Thursday, May 5, 2011

Richard Misrach


Richard Misrach American photographer, best known for his ‘nuclear landscapes’ shot in the Nevada desert, and for technical experimentation in photographing plants, water, and the nocturnal environment of the American West. Typically, pictures are large and colours slightly muted, underlining the scale and desolation of the landscape within which a presence, for instance, dead animals, or an event, such as smoke, has summoned attention. Impact emerges from tension between pictorial beauty and the destruction often implied by what is pictured. His work method is solitary; days at a time spent in a van reading, waiting for something to happen, sometimes accompanied by his wife Miriam, author of several essays on his work. He stresses pure photographic communication, and in 1979 published A Photographic Book which is entirely wordless. Now, captions are limited to statements of place and date. The influence of American formalism, associated with landscape photography of the West, is marked. The operatic title for his 1999 retrospective exhibition, Desert Cantos, emphasizes the poetics of the imagery. His recent work includes recordings of the movement of light on the Golden Gate Bridge, San Francisco, where he lives.

Richard Misrach had a fantastic way of catching images in their natural settings.
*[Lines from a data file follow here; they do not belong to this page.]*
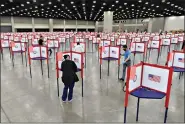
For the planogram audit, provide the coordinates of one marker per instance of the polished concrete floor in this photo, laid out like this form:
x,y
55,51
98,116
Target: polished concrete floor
x,y
35,100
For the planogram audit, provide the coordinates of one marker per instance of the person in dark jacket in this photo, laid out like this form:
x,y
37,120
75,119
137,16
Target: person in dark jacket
x,y
69,76
41,42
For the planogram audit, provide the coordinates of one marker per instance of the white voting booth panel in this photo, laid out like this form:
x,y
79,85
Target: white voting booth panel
x,y
166,42
35,53
74,44
19,47
137,47
114,52
35,42
53,43
174,40
154,44
136,82
121,41
145,39
105,43
77,58
181,38
5,43
62,40
178,60
156,38
155,78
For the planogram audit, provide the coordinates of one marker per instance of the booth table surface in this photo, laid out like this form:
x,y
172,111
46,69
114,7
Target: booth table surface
x,y
35,100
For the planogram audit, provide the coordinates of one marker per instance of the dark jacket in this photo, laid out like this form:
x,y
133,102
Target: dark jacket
x,y
69,70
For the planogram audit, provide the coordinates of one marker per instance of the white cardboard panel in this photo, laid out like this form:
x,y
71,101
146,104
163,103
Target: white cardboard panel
x,y
162,73
18,47
114,52
105,53
77,59
166,42
174,40
178,60
136,82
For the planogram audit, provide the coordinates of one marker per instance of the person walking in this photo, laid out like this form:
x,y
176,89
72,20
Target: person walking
x,y
78,48
126,62
69,78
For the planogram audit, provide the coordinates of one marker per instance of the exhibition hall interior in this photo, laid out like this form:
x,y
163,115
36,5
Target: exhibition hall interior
x,y
92,61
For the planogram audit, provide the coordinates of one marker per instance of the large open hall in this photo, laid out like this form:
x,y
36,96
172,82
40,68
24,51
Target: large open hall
x,y
92,61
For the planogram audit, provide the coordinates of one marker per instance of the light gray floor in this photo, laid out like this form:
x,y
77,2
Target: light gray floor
x,y
35,100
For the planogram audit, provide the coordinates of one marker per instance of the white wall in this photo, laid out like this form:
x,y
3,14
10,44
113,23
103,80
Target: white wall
x,y
43,23
174,23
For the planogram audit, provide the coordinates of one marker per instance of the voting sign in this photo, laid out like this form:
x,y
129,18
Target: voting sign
x,y
5,43
121,41
154,44
156,78
77,58
166,42
38,52
136,80
174,40
16,47
178,59
114,52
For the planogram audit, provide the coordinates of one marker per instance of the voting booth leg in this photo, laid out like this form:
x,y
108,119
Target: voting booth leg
x,y
138,100
166,114
118,70
13,60
22,57
30,71
41,66
125,115
100,71
108,67
57,87
48,69
82,88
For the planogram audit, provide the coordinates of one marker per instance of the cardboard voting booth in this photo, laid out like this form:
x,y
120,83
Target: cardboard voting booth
x,y
138,48
154,45
152,84
74,56
121,41
175,59
38,53
109,53
18,47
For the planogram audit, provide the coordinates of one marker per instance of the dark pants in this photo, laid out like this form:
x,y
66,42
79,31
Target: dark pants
x,y
125,65
65,91
50,52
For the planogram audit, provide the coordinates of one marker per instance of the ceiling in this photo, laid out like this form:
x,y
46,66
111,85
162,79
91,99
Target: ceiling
x,y
92,9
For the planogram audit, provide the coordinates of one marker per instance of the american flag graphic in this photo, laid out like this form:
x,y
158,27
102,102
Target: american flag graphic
x,y
139,46
76,60
113,52
181,60
154,78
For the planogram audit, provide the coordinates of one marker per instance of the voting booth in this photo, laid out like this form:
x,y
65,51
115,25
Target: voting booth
x,y
175,59
138,48
83,45
74,56
148,81
38,53
154,45
121,41
109,53
16,48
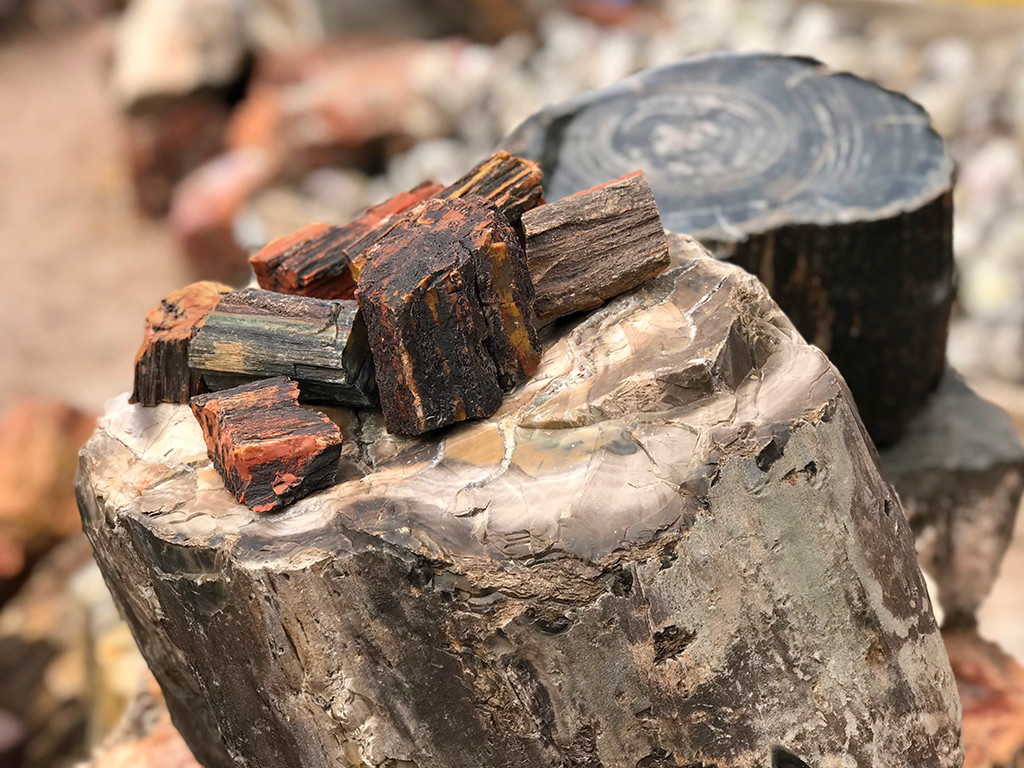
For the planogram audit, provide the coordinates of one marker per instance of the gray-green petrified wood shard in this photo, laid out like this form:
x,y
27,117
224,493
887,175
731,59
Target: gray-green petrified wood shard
x,y
255,334
672,546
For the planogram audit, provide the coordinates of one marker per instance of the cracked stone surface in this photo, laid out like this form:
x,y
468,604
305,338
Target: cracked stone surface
x,y
672,546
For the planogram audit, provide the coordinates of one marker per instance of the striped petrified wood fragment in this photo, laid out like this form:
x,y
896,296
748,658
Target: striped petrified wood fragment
x,y
162,373
586,248
325,261
449,306
268,451
257,334
510,182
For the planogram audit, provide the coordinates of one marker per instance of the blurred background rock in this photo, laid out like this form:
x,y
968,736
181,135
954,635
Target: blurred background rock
x,y
147,143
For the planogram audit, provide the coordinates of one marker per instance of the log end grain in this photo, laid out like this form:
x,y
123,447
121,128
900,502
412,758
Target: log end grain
x,y
268,451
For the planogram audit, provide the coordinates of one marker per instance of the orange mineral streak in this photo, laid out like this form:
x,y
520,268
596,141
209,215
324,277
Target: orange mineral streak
x,y
267,259
180,313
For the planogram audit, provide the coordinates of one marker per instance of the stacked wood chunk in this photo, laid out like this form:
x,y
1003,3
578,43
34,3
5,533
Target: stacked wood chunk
x,y
426,306
325,261
450,308
255,334
162,373
267,449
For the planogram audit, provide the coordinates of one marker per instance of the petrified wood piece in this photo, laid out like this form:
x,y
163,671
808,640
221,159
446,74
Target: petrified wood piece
x,y
268,451
672,546
162,373
960,472
591,246
326,261
257,334
510,182
834,192
449,306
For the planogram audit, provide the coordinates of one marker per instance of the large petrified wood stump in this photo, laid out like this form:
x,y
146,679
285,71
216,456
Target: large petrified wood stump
x,y
672,546
960,472
834,192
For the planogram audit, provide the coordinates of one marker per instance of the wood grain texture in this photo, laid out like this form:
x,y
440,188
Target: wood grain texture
x,y
672,546
833,190
586,248
162,373
510,182
268,451
325,261
449,305
256,334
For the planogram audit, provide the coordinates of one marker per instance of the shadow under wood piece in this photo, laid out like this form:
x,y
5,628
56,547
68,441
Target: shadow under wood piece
x,y
960,472
268,451
510,182
162,373
991,691
836,193
256,334
449,306
325,261
586,248
676,528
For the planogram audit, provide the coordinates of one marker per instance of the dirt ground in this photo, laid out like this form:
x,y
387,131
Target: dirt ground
x,y
82,268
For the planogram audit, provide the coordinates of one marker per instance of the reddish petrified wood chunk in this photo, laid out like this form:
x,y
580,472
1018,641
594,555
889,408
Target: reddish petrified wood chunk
x,y
162,373
584,249
325,261
449,307
510,182
268,450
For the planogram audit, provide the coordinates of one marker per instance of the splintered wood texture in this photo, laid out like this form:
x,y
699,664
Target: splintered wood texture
x,y
449,305
589,247
325,261
256,334
268,451
162,373
510,182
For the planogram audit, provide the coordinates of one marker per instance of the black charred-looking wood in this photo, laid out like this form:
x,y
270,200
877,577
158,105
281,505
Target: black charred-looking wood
x,y
510,182
268,451
586,248
449,305
162,373
325,261
256,334
833,190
The perspective that he encaptures in his photos make you want to really look at the photos to make sure what you think that you are seeing is really what you are seeing. In the photo of the gate and fence in the water you really have to look to see where the gate and fenece begin and where the water is this picture also has an optical illusion to it. The photo of the blue rocks is so inspiring to me that I now want this pattern on my bathroom wall.